Mon, Jan 1, 4:00pm

On the Generalization Properties of Diffusion Models

Abstract: Diffusion models are a class of generative models that serve to establish a stochastic transport map between an empirically observed, yet unknown, target distribution and a known prior. Despite their remarkable success in real-world applications, a theoretical understanding of their generalization capabilities remains underdeveloped. This work embarks on a comprehensive theoretical exploration of the generalization attributes of diffusion models. We establish theoretical estimates of the generalization gap that evolves in tandem with the training dynamics of score-based diffusion models, suggesting a polynomially small generalization error (O(n−2/5+m−4/5)) on both the sample size n and the model capacity m, evading the curse of dimensionality (i.e., not exponentially large in the data dimension) when early-stopped.

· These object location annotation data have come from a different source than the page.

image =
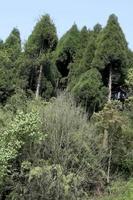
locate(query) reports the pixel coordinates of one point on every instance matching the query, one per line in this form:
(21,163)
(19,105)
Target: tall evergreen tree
(66,50)
(111,54)
(38,48)
(13,44)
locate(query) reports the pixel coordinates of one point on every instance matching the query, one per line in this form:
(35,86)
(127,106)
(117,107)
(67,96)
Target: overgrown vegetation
(62,134)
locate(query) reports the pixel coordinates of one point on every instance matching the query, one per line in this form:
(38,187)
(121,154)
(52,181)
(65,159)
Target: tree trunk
(110,84)
(39,83)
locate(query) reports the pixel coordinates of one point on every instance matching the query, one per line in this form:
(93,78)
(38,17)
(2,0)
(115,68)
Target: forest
(66,114)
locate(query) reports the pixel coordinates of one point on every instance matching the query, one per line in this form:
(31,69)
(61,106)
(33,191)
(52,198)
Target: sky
(24,14)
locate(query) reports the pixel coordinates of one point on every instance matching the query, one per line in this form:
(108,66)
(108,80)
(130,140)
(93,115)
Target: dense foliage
(64,133)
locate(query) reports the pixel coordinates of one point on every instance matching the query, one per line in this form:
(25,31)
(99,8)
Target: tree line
(61,134)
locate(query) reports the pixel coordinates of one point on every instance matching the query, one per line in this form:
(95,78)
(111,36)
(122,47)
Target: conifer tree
(38,48)
(66,50)
(111,54)
(13,44)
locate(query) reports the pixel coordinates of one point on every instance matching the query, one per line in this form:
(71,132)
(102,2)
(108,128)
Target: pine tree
(111,54)
(13,44)
(38,49)
(67,49)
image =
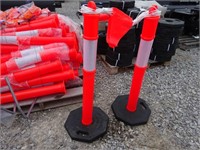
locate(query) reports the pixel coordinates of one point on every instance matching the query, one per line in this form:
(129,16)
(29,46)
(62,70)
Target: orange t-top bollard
(88,123)
(130,108)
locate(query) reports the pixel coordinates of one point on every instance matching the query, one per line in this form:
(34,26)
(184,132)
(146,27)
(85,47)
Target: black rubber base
(139,117)
(80,132)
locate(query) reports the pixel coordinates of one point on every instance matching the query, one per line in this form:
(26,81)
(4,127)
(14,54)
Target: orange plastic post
(89,52)
(55,77)
(24,75)
(147,36)
(6,49)
(37,25)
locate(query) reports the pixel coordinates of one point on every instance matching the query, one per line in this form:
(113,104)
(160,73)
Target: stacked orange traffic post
(38,58)
(131,109)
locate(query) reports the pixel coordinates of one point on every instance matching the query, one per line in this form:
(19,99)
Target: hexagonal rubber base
(80,132)
(140,116)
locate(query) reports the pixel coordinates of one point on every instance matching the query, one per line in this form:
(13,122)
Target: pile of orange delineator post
(39,57)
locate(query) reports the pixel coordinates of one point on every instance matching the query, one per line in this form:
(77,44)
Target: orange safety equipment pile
(40,56)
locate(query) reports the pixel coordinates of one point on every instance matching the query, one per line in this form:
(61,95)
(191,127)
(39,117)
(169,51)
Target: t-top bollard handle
(130,108)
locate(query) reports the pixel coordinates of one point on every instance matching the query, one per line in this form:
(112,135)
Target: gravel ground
(171,92)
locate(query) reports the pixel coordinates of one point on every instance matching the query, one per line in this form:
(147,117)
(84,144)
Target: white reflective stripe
(143,53)
(9,40)
(31,51)
(27,33)
(89,54)
(116,62)
(173,40)
(28,60)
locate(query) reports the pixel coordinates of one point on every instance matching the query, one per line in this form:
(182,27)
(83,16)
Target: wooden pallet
(115,69)
(188,42)
(72,96)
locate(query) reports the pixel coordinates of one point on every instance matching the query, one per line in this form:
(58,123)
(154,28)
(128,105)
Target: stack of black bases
(123,54)
(166,40)
(123,5)
(191,19)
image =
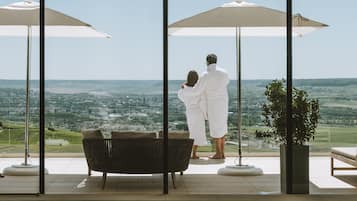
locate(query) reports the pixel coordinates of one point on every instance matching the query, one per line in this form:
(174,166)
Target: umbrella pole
(238,169)
(27,112)
(239,93)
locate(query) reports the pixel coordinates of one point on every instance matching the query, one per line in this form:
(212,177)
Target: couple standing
(206,98)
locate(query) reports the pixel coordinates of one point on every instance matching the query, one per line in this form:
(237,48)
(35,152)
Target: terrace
(69,176)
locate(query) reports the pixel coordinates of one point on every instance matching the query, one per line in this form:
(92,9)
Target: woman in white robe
(195,113)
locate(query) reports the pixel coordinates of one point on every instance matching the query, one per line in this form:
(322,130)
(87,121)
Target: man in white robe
(213,86)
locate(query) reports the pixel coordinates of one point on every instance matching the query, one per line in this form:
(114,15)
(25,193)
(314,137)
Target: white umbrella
(21,19)
(238,19)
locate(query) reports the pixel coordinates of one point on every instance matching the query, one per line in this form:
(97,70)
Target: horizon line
(335,78)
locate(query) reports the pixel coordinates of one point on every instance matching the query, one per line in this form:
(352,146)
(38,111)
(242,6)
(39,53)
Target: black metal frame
(42,97)
(165,96)
(289,83)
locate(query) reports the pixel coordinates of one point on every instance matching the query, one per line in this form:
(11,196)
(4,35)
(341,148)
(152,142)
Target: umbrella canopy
(239,19)
(17,17)
(252,19)
(21,19)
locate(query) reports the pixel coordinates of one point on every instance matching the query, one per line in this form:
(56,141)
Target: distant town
(137,105)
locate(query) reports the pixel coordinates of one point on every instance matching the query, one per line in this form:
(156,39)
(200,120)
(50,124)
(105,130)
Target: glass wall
(19,98)
(324,67)
(262,60)
(104,81)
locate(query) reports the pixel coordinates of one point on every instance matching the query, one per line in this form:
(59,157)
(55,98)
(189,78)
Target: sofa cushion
(176,134)
(348,152)
(132,134)
(92,133)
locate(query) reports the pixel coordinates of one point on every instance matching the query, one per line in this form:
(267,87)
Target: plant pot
(300,172)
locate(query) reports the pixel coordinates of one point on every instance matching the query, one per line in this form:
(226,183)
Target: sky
(135,50)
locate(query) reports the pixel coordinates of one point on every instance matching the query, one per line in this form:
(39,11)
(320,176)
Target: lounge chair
(347,155)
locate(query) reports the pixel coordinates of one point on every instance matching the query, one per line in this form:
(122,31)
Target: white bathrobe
(213,86)
(195,116)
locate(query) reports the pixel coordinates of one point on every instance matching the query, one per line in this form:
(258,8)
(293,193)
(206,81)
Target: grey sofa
(136,155)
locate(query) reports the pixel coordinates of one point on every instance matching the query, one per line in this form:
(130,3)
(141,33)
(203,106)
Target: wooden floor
(152,185)
(68,181)
(181,198)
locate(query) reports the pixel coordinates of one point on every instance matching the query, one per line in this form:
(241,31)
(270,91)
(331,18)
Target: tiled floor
(68,175)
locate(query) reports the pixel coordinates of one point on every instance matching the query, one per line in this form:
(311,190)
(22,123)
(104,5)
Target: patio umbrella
(237,19)
(21,19)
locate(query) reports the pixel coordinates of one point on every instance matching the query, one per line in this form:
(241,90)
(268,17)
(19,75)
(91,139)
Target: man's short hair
(211,59)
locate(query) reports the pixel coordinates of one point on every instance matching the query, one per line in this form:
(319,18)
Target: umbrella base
(240,170)
(22,170)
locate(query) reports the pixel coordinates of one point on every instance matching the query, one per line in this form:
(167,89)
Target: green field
(11,140)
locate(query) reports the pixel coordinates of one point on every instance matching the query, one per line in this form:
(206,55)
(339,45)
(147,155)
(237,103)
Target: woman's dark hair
(211,59)
(192,78)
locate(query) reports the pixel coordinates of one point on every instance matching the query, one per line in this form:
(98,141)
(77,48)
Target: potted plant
(305,116)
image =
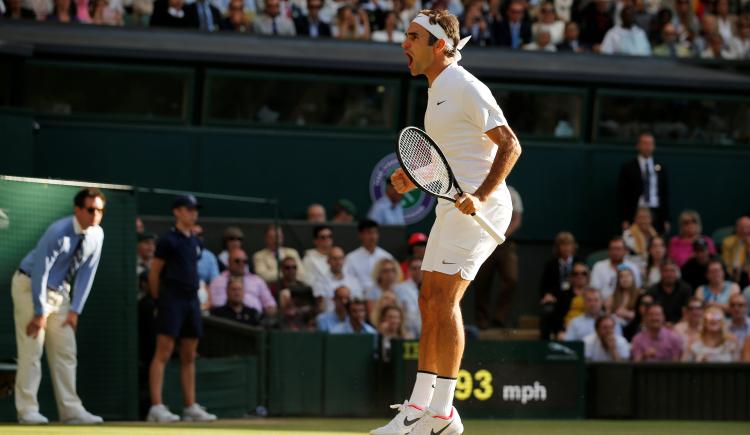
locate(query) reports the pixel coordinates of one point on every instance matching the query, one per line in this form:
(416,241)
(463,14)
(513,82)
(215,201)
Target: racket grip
(489,227)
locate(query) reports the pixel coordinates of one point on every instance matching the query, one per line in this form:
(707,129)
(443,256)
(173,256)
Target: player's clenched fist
(468,203)
(401,182)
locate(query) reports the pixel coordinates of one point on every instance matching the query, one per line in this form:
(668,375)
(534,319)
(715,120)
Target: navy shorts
(178,315)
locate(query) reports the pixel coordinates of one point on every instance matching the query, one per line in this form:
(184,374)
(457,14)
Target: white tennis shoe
(196,412)
(433,424)
(404,422)
(161,414)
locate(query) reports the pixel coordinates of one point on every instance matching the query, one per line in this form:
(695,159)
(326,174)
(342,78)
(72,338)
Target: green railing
(300,101)
(105,91)
(674,118)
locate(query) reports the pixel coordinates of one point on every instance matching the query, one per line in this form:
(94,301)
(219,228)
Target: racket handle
(489,227)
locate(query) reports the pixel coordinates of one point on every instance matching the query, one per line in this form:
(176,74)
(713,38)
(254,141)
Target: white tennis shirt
(460,109)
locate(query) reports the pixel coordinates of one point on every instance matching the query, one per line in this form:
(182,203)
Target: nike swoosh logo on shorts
(432,432)
(408,422)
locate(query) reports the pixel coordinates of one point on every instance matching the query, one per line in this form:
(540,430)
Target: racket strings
(423,162)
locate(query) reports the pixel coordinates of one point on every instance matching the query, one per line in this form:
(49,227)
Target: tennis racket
(426,166)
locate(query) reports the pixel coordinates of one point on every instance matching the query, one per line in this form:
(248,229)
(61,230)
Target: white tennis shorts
(457,242)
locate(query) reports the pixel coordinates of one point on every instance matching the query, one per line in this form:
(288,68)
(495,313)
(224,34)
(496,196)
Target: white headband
(438,32)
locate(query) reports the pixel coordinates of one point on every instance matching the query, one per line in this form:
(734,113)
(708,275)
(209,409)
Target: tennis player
(465,121)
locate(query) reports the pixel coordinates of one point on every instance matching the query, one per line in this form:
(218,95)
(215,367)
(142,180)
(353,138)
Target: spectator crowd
(708,29)
(655,296)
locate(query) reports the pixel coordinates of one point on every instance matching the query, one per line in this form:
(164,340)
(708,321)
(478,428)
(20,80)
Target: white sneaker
(160,414)
(433,424)
(404,422)
(33,417)
(85,417)
(196,412)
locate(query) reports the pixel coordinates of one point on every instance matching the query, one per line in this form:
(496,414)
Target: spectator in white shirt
(407,294)
(265,261)
(583,325)
(325,286)
(360,263)
(387,210)
(543,42)
(549,22)
(604,345)
(626,38)
(315,261)
(604,272)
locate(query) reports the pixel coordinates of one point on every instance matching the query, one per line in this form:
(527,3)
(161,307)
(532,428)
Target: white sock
(423,389)
(442,400)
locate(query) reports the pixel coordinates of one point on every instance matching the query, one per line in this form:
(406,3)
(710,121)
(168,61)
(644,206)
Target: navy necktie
(76,263)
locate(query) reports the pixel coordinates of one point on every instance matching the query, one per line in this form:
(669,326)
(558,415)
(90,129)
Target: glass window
(98,90)
(5,84)
(694,119)
(267,99)
(532,111)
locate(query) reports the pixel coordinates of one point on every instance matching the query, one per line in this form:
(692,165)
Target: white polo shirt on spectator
(595,352)
(582,326)
(359,265)
(326,285)
(632,41)
(315,265)
(604,277)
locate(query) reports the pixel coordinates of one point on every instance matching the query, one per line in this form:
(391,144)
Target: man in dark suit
(643,182)
(311,25)
(203,15)
(169,13)
(570,41)
(515,30)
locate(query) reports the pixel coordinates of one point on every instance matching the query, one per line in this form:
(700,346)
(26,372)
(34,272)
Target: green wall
(564,186)
(107,328)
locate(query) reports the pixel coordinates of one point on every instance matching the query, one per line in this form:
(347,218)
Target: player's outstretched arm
(401,182)
(508,151)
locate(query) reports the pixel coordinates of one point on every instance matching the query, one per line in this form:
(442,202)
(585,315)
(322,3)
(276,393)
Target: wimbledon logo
(416,203)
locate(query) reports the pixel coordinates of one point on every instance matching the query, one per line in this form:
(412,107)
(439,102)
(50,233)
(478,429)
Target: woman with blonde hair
(715,343)
(386,275)
(657,253)
(681,245)
(622,302)
(638,236)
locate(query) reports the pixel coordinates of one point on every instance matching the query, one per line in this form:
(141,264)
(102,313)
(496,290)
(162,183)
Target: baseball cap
(416,238)
(146,236)
(186,201)
(347,205)
(700,244)
(233,233)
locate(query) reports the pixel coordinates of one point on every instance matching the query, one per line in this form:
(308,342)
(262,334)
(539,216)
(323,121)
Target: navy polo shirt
(180,254)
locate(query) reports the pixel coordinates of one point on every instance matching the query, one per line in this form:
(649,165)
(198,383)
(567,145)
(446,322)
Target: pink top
(667,346)
(257,294)
(680,249)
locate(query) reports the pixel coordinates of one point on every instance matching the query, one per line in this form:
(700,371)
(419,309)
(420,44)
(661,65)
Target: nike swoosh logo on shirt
(408,422)
(432,432)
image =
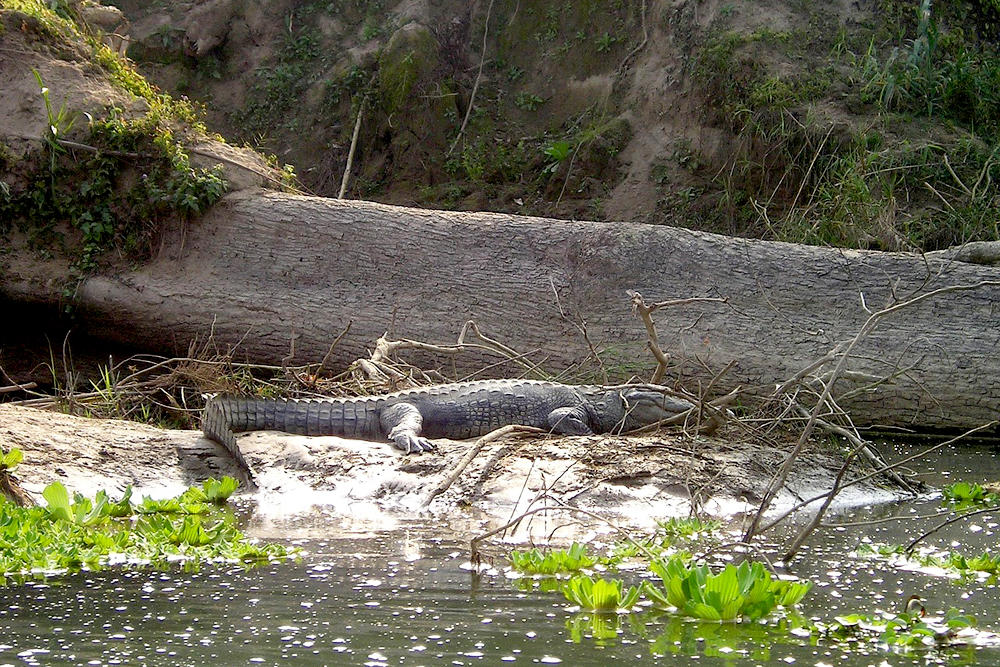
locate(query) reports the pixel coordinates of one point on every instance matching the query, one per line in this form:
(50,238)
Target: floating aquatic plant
(963,495)
(72,534)
(557,561)
(743,592)
(605,595)
(907,629)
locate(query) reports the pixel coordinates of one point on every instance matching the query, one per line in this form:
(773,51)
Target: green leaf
(57,497)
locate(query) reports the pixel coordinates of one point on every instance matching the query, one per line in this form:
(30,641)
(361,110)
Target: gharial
(455,411)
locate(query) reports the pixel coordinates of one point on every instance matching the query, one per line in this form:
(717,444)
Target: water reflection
(399,598)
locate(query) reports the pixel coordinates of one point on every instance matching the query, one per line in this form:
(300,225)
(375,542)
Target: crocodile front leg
(402,422)
(571,421)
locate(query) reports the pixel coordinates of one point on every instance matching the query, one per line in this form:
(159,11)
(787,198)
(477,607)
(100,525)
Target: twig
(582,328)
(864,478)
(473,453)
(644,311)
(560,506)
(965,515)
(18,387)
(779,479)
(354,145)
(475,86)
(645,39)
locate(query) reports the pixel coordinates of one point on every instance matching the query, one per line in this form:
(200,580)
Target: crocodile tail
(216,424)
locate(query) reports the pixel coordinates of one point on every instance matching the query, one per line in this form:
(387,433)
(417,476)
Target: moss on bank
(105,178)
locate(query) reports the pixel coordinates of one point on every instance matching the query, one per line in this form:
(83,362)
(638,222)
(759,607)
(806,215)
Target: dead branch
(873,320)
(965,515)
(354,145)
(582,328)
(475,86)
(644,312)
(880,471)
(18,387)
(473,452)
(560,506)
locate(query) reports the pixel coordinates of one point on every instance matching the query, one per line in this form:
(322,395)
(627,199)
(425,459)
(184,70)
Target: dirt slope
(733,116)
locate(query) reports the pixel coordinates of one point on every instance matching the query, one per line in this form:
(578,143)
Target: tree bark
(262,267)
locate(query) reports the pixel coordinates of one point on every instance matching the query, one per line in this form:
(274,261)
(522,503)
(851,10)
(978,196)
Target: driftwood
(263,268)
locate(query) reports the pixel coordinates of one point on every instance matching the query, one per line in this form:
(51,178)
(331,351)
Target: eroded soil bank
(634,480)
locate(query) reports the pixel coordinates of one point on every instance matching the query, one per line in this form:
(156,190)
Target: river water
(406,596)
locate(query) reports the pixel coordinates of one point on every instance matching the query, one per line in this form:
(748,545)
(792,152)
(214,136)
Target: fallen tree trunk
(262,268)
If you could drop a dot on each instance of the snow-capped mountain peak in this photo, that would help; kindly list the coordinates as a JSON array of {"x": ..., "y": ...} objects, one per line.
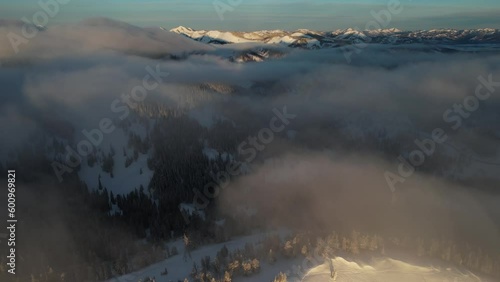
[{"x": 310, "y": 39}]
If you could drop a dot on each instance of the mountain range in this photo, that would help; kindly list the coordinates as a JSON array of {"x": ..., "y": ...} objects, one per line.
[{"x": 310, "y": 39}]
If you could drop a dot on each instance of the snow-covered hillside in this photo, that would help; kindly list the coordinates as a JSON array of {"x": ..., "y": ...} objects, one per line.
[
  {"x": 380, "y": 269},
  {"x": 309, "y": 39},
  {"x": 387, "y": 270}
]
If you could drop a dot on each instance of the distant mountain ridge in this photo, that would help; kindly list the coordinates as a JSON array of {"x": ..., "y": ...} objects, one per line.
[{"x": 310, "y": 39}]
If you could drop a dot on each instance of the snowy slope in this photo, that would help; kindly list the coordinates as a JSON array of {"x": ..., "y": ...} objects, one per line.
[
  {"x": 387, "y": 270},
  {"x": 308, "y": 39}
]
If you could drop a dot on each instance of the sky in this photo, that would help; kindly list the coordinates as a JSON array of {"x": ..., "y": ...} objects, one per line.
[{"x": 268, "y": 14}]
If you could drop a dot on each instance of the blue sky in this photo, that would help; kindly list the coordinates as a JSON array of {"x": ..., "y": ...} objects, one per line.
[{"x": 270, "y": 14}]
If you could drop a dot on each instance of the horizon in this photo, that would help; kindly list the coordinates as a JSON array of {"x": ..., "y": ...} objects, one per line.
[{"x": 247, "y": 15}]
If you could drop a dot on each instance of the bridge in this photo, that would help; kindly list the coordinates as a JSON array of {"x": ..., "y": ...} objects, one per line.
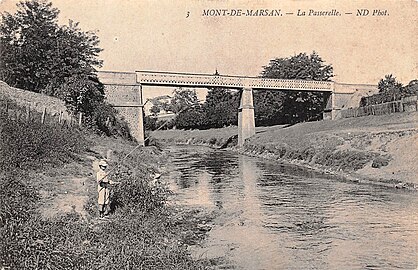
[{"x": 124, "y": 91}]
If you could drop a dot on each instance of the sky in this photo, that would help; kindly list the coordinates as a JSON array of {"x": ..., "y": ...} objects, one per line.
[{"x": 176, "y": 36}]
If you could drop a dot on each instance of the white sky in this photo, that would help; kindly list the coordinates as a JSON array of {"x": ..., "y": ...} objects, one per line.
[{"x": 156, "y": 35}]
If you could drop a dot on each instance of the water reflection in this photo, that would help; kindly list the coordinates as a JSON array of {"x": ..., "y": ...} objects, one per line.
[{"x": 274, "y": 216}]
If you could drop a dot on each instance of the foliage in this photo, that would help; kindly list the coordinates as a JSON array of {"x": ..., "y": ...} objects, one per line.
[
  {"x": 268, "y": 107},
  {"x": 192, "y": 118},
  {"x": 41, "y": 56},
  {"x": 221, "y": 108},
  {"x": 389, "y": 85},
  {"x": 297, "y": 106},
  {"x": 30, "y": 144},
  {"x": 150, "y": 122},
  {"x": 298, "y": 67},
  {"x": 181, "y": 100},
  {"x": 390, "y": 90},
  {"x": 149, "y": 238},
  {"x": 38, "y": 54}
]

Furthermore, we extend our quantitative analysis to a data-dependent scenario, wherein target distributions are portrayed as a succession of densities with progressively increasing distances between modes. This precisely elucidates the adverse effect of "modes shift" in ground truths on the model generalization. Moreover, these estimates are not solely theoretical constructs but have also been confirmed through numerical simulations. Our findings contribute to the rigorous understanding of diffusion models' generalization properties and provide insights that may guide practical applications.